A Brazilian wedding is very similar to those in the UK, with lengthy speeches; overzealous family members who drink too much; inappropriate posturing from youthful groomsmen. What made this ceremony particularly special was the combination of military tradition and Star Wars paraphernalia. Having met at Brasilia’s military academy as teenagers, Nay and Pepe fell in love over their mutual sci-fi fanaticism.

“That’s what I was saying in my speech.” Nayara explained to me the next day, “I was saying that the rebel alliance was a symbol of our personal beliefs, and that we fight prejudice together as a team.” This was quite a beautiful analogy. Lost on me, of course, because of the language barrier, and not least because of the open bar.

The day was held at a luxury hotel on the outskirts of the capital. Among those in attendance were civil servants, lawyers, senior army officers, and one staffer from the Brazilian embassy in London. “Last night you met, like, the 1% of Brazil.” One of the groomsmen told me the next morning. “They are not, like, millionaires but they have a lot of money. It was a very fancy wedding.” This seemed in line with the rest of my experiences in Brasilia.

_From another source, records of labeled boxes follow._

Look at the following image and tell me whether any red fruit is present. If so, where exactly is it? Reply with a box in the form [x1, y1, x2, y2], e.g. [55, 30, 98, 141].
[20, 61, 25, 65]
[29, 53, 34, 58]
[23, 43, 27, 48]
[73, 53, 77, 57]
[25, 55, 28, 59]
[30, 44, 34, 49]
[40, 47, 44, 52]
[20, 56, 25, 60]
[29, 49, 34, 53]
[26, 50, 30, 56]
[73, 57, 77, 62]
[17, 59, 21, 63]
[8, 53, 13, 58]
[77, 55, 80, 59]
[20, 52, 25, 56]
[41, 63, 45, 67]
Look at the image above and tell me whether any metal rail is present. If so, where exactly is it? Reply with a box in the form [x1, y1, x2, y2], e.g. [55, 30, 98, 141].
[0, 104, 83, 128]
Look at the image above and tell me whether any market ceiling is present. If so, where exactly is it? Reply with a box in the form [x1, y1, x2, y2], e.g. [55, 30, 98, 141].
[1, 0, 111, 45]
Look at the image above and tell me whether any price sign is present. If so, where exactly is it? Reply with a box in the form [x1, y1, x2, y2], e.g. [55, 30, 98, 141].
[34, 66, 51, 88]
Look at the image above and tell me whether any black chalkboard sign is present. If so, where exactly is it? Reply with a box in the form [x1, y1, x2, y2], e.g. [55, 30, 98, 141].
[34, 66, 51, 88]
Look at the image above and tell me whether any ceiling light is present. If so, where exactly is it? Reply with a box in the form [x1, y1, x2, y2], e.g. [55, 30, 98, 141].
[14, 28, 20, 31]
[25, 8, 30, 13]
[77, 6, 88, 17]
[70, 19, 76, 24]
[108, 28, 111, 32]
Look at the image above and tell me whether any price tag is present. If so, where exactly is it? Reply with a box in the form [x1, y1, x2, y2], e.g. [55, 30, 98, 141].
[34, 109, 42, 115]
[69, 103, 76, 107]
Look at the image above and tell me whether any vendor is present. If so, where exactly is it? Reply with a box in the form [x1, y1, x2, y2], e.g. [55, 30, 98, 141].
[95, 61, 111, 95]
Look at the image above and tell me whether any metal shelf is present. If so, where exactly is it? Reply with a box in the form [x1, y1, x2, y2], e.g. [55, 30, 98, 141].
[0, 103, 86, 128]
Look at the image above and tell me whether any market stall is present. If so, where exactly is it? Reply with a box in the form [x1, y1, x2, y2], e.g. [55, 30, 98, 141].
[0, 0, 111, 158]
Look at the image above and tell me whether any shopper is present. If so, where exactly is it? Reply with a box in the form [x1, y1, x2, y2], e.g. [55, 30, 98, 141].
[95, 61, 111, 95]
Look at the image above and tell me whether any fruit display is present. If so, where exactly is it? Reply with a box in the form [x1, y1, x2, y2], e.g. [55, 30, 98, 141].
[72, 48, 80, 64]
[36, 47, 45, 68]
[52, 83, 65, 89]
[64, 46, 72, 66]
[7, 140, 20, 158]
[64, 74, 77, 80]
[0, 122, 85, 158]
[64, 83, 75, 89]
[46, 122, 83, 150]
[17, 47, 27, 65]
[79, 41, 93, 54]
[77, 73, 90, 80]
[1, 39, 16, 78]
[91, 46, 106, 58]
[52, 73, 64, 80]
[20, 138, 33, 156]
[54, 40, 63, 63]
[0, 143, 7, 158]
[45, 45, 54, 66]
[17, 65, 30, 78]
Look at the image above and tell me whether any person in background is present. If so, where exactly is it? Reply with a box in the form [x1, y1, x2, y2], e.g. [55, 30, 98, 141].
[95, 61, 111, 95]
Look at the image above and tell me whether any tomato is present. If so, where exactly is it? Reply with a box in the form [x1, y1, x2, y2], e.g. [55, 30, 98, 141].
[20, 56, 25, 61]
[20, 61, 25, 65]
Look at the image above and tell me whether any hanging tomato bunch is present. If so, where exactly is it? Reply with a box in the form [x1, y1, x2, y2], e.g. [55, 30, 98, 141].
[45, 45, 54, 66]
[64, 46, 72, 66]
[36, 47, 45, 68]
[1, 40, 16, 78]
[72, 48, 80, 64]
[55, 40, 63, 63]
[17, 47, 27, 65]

The gated communities so typical in this part of the country appear, not so much as a deterrent for criminals, but in bated anticipation of incoming crime. On my last day, Nayara and I discuss the lack of public transport in the city. “Every mayor promises to build more. But I think if they do finally do it, then they will have nothing more to campaign about. So nothing gets done.”

I have many own theory; in Rio, public transport is plagued by muggers and gangs. Even so, I feel that if it had more social diversity, perhaps the artificial city would be less so.